What’s happened in the Browse situation, and it’s one the Mr Barnett ought to learn to live with, is that the rules of the game have changed; not by government but by science, and the discovery of a way to monetise remote gasfields without landing the gas onshore.

Given that similar technology has been used in FPSO (floating production, storage, and offloading) vessels for the extraction of oil for several decades, there is fundamentally nothing new in liquefying gas aboard a floating mothership.
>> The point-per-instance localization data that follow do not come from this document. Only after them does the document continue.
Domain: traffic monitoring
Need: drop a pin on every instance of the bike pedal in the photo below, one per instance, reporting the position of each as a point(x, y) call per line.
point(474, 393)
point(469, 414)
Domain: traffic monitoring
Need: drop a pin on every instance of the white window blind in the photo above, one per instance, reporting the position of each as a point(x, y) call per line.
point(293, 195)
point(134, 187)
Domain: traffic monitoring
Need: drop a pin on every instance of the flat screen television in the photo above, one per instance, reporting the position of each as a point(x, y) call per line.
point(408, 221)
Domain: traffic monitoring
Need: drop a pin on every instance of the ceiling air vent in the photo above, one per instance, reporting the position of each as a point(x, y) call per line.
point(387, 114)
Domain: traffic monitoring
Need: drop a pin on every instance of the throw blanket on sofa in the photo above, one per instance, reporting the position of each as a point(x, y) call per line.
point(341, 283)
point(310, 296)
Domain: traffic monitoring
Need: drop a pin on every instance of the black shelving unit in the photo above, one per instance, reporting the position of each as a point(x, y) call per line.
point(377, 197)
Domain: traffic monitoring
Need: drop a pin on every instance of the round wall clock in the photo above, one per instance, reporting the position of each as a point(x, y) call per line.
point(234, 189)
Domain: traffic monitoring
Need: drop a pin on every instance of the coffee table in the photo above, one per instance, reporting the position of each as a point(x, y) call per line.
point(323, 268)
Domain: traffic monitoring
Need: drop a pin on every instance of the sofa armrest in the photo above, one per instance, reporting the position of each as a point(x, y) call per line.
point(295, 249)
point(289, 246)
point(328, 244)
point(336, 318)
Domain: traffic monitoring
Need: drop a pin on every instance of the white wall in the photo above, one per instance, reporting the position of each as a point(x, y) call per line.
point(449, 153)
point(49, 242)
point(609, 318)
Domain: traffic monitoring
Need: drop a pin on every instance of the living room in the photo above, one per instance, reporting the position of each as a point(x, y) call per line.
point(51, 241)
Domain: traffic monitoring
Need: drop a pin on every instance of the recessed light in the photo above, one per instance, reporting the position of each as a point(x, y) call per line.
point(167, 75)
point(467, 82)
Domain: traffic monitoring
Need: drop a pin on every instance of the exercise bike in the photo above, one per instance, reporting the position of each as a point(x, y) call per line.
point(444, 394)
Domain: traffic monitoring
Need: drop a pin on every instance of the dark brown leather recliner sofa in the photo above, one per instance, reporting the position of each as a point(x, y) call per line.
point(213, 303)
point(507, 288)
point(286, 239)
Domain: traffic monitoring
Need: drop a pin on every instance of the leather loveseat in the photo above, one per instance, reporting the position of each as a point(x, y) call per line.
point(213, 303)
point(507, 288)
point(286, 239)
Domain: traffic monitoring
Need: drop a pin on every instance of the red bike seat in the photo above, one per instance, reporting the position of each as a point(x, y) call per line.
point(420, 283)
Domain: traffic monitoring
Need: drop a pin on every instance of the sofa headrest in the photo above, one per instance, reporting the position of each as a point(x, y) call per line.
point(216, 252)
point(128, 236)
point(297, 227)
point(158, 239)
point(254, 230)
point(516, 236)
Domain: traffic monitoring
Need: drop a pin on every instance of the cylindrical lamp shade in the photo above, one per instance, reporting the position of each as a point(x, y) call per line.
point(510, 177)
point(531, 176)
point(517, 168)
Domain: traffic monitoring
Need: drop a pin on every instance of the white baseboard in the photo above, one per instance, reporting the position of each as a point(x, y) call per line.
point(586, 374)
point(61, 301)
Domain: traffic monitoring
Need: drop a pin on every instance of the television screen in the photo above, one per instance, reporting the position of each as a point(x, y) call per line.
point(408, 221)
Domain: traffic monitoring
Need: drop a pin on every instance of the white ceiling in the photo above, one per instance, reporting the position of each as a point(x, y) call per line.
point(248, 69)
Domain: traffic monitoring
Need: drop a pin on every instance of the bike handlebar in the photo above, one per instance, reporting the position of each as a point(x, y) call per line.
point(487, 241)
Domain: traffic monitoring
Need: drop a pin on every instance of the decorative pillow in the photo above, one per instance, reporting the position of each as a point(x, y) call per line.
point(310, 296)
It’s just bigger and somewhat trickier.

But floating LNG production is also likely to prove substantially cheaper than the onshore processing solution, and it means even the most remote gasfields can be developed.

It would be far better for everyone if the WA government went back to marking out the lines on the playing field and stopped pretending it knows how to run a business.

Gas opportunity

Creating a clear set of rules that encourages (not discourages) floating LNG production could turn out to be a significant winner for WA, even if the government and union movement can’t see it that clearly yet.

The immediate view for LNG ‘floaters’ is that they mean fewer direct jobs and reduced tax revenue.

The longer view is far brighter, however, because of the advantage WA has over other sources of LNG in terms of proximity to market, and the security of supply advantage over Middle East sources of gas.

The latest trends in the LNG market point to a strong increase in demand in Asia as two rival fuel sources – coal and uranium – drift further into the politically unpalatable category.

Last week, investment banks JP Morgan published a surprisingly optimistic view of LNG demand based on hints that both South Korea and China will join Japan in cutting back on coal and uranium.

“Over the past week, there have been separate indications from officials in South Korea and Beijing regarding a reduction in future reliance on nuclear and coal-fired electricity generation, respectively,” the bank said.

“We think the policy directives incrementally support our view of robust medium-to-long-term LNG demand growth which, in turn, supports incumbent LNG supplier nations and companies.”

For WA, with its vast offshore gas reserves, the JP Morgan view is excellent news for gasfield development – if the state government could accept the inevitable changes to the technologies being used to produce LNG.

Gold spike

Last week’s sharp rise in the gold price was a reminder of just how volatile financial markets are in the wake of the near-default in the US, but the volatility is not a pointer to a long-term recovery in the gold price.

The problem for gold remains its appeal relative to other asset classes, particularly as the world slowly recovers from the 2008 crisis and interest rates start to rise, which they inevitably will.

In the UK, for example, one of the hardest hit economies, growth is ‘rocketing’ along at 3.4 per cent, triggering speculation of a New Year rise in interest rates, which will add to pressure on zero-interest gold.